Знать я вообще ничего не знал, да и был совсем мальчишка, короче, я пошел дальше. Внизу за лесом шумела река, а вскоре зазвучал ближайший к нам с южной стороны сэтер. Там за бревенчатыми стенами хлева топтались коровы, они чавкали или лежали на сене, перекатываясь с боку на бок, они вдруг затихали, но тут же принимались за прежнее, и глухой перезвон колокольчиков долетал до дорожки, по которой шел я, гадая, который теперь час ночи, сколько времени до рассвета и не свернуть ли мне к хлеву, чтобы шмыгнуть внутрь и посидеть там погреться, а уж потом двигаться дальше. Так я и сделал. Спустился по тропинке, по которой обычно поднимается стадо, мимо дома, в котором все было тихо и никто, насколько я мог видеть, не стоял у окна и не глядел во двор, распахнул дверь и шагнул в хлев, там пахло резко, но приятно, было тепло и надышанно, как я и надеялся. В проходе между сливными канавами стояла табуретка для дойки, я взял ее и сел, привалясь к стене рядом с входной дверью, которую я захлопнул за собой, закрыл глаза и погрузился в сопение коров, они тихо переминались в своих закутках и так же тихо жевали, изредка то звякая колокольчиком, то задевая стенку, а выше шелестело по крыше дуновение ночи, это был не ветер, но скворчание всего, чем ночь хотела переполнить меня. И так я заснул.

Проснулся я от того, что меня гладят по щеке. Мама, решил я. И почувствовал себя маленьким мальчиком. У меня же есть мама, подумал я, как же я забыл. И стал вспоминать ее лицо, черту за чертой, и наконец вспомнил, отчетливо, как вживе, но лицо перед глазами не принадлежало ей, и я еще походил под парусом между этими двумя мирами, одним полуоткрытым глазом в каждом, пока не увидел перед собой коровницу, на этом хуторе была такая женщина. Времени оказалось пять утра. Я много раз видел ее и говорил с нею. Я любил ее. Звенит, как серебряная флейта, сказал однажды про ее голос отец, когда она шла по дорожке и скликала коров, и перебором пальцев изобразил флейту. Я не знал, как звучит серебряная флейта, никогда не слышал этого звука, о котором был столь наслышан, но она улыбнулась, посмотрела на меня сверху вниз и сказала по-шведски:

— Привет, молодчик, — и это обрадовало меня.

— Я заснул, — сказал я, — тут было так тепло и хорошо. — Я выпрямился, прислонился к стене всею спиною и протер глаза.

— Отдать табуретку? Она ведь тебе нужна? — сказал я.

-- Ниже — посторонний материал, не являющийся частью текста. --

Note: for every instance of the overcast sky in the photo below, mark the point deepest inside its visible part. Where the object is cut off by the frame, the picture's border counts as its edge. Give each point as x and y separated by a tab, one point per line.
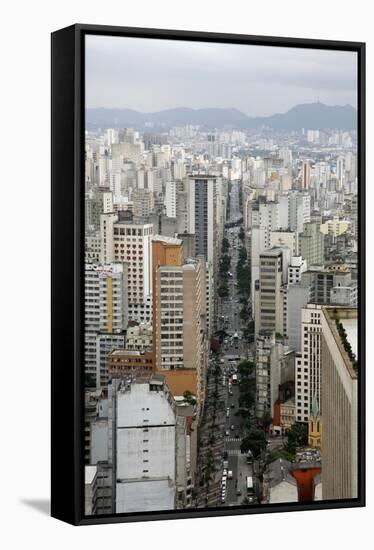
151	75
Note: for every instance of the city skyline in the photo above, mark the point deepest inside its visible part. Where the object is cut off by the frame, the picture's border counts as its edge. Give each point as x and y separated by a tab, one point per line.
257	80
221	283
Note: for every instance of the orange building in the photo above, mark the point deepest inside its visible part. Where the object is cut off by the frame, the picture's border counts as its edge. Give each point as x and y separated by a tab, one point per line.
179	321
123	362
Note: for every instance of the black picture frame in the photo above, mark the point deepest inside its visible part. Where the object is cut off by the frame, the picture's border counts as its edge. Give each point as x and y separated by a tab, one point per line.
68	116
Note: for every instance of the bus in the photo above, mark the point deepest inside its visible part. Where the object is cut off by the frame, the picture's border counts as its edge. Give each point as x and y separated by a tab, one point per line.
250	486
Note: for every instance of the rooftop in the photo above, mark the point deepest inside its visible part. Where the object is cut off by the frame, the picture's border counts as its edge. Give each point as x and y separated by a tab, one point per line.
167	240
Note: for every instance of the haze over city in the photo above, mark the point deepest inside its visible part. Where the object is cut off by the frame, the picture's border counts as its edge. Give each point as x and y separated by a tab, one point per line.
150	75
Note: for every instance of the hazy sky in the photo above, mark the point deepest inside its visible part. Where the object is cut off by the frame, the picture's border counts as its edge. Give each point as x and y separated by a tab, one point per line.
151	75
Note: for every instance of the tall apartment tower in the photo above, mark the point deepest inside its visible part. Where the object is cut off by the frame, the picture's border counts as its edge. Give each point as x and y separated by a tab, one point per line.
308	363
105	311
305	175
202	195
268	296
124	241
179	319
269	355
311	244
171	199
339	402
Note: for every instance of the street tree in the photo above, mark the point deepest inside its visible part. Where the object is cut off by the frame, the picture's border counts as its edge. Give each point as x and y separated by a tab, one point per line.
254	441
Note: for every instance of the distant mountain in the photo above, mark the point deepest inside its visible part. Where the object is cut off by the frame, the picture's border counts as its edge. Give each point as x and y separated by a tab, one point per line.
314	116
310	115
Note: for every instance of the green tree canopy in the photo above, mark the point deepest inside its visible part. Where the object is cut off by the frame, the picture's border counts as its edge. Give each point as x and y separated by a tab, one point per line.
297	436
255	441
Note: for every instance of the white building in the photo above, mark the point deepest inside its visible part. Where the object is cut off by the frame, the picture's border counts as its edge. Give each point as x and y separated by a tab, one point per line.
105	310
295	269
123	241
145	449
170	199
308	363
269	356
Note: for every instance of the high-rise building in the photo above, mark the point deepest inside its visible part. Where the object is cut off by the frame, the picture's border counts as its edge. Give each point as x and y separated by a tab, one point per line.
269	356
311	244
202	194
268	296
105	311
125	241
179	317
308	363
171	199
143	425
305	175
339	402
323	282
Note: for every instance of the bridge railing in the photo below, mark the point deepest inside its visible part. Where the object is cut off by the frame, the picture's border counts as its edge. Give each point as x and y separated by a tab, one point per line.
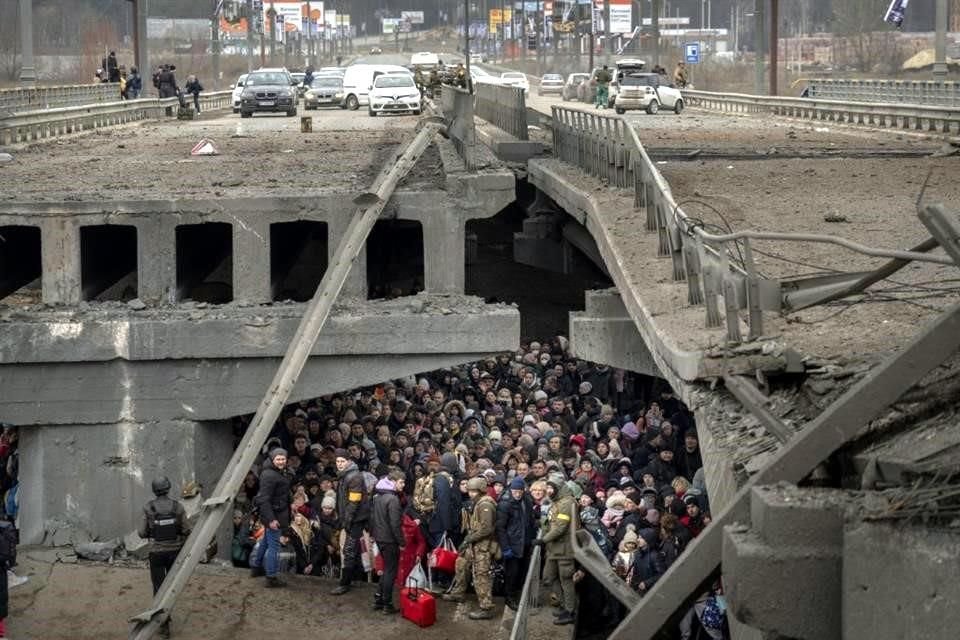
20	99
914	117
503	107
48	123
922	92
458	111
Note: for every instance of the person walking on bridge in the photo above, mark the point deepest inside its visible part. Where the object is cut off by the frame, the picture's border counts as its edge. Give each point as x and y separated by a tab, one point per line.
273	502
165	524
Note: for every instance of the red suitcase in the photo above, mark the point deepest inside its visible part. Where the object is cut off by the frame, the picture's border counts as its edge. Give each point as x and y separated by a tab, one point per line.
418	606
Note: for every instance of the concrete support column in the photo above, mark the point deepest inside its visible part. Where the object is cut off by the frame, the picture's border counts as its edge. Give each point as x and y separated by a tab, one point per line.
156	261
28	74
60	251
356	284
251	261
118	461
444	251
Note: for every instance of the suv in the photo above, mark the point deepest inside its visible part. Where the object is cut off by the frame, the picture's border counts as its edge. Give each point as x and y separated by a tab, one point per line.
644	91
268	90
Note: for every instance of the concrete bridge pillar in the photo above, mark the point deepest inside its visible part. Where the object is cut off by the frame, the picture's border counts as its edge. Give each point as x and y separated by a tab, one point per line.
97	477
60	249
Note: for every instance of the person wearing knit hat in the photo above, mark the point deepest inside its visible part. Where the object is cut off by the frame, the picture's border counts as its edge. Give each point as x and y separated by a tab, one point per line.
273	501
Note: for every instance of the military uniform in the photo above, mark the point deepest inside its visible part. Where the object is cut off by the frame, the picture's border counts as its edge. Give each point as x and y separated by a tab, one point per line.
478	551
556	540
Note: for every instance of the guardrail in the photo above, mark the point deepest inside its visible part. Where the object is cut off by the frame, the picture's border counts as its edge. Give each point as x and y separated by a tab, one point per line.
714	264
503	107
33	98
457	107
925	92
529	597
894	116
48	123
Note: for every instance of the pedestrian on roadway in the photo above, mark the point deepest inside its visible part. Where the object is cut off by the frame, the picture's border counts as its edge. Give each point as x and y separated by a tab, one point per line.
273	502
165	525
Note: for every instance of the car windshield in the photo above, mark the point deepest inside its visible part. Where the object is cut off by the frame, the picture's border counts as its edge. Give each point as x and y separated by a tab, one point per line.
259	79
399	80
638	81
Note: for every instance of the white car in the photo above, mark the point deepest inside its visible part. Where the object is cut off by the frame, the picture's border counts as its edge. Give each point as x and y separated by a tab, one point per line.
550	83
515	79
394	93
237	90
644	91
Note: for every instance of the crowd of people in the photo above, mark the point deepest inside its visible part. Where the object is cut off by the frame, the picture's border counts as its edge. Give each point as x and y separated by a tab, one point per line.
464	471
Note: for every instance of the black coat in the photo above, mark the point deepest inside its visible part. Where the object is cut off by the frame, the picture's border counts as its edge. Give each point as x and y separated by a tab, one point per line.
273	499
515	525
386	517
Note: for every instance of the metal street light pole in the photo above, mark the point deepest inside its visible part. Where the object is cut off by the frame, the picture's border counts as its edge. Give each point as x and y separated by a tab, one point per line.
28	74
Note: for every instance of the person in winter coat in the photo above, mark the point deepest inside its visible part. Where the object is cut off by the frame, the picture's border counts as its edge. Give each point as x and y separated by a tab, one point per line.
353	507
516	532
386	528
647	564
273	502
556	540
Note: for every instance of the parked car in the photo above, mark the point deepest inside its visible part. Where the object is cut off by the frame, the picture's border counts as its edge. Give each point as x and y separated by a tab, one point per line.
237	91
515	79
572	85
550	83
644	91
268	90
394	93
326	90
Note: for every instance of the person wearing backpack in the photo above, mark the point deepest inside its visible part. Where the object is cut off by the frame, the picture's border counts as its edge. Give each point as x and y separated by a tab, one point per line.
165	525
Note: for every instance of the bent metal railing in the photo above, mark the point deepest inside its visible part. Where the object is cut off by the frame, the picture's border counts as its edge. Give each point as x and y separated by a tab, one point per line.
930	92
913	117
716	266
31	126
504	107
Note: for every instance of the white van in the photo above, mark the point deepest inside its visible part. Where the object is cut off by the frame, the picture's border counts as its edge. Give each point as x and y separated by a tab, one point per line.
359	78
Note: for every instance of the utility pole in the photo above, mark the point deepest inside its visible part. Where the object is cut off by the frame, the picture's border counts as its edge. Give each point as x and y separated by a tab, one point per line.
940	42
774	46
250	21
215	42
759	44
28	74
655	24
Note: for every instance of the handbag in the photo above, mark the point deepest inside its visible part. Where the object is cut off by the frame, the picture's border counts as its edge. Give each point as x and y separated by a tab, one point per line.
444	557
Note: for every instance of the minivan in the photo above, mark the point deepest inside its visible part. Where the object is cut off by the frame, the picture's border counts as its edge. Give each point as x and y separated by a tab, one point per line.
359	78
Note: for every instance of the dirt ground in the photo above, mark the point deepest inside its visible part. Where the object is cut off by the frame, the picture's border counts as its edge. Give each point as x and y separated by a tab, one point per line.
92	601
152	160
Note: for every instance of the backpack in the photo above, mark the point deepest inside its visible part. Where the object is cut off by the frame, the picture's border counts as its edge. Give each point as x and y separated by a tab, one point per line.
423	500
8	544
163	524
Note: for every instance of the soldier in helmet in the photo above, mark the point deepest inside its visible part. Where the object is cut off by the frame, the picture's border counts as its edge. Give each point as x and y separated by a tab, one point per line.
478	551
165	524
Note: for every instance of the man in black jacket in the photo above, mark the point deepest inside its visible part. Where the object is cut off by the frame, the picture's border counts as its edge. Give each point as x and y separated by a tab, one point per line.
515	530
353	505
273	502
385	528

— Нет, нет, — она покачала головой, — сиди спокойно. У меня еще одна есть, не волнуйся. — С пустыми ведрами в обеих руках она пошла вдоль по проходу, подхватила походя табуретку, устроилась рядом с первой коровой и нежными, умелыми движениями стала мыть розовое вымя. Она уже успела убрать навоз и посыпать стружкой пол, так что проход выглядел чистым и аккуратным, и с каждой стороны его стояли в ряд по четыре коровы, полные молока и нетерпения. Она придвинула к себе второе ведро, так же мягко взялась за сосцы, и белые струи с шумом ударили о металл, все выглядело легко и просто, но я пытался несколько раздоить и хоть бы каплю выцедил.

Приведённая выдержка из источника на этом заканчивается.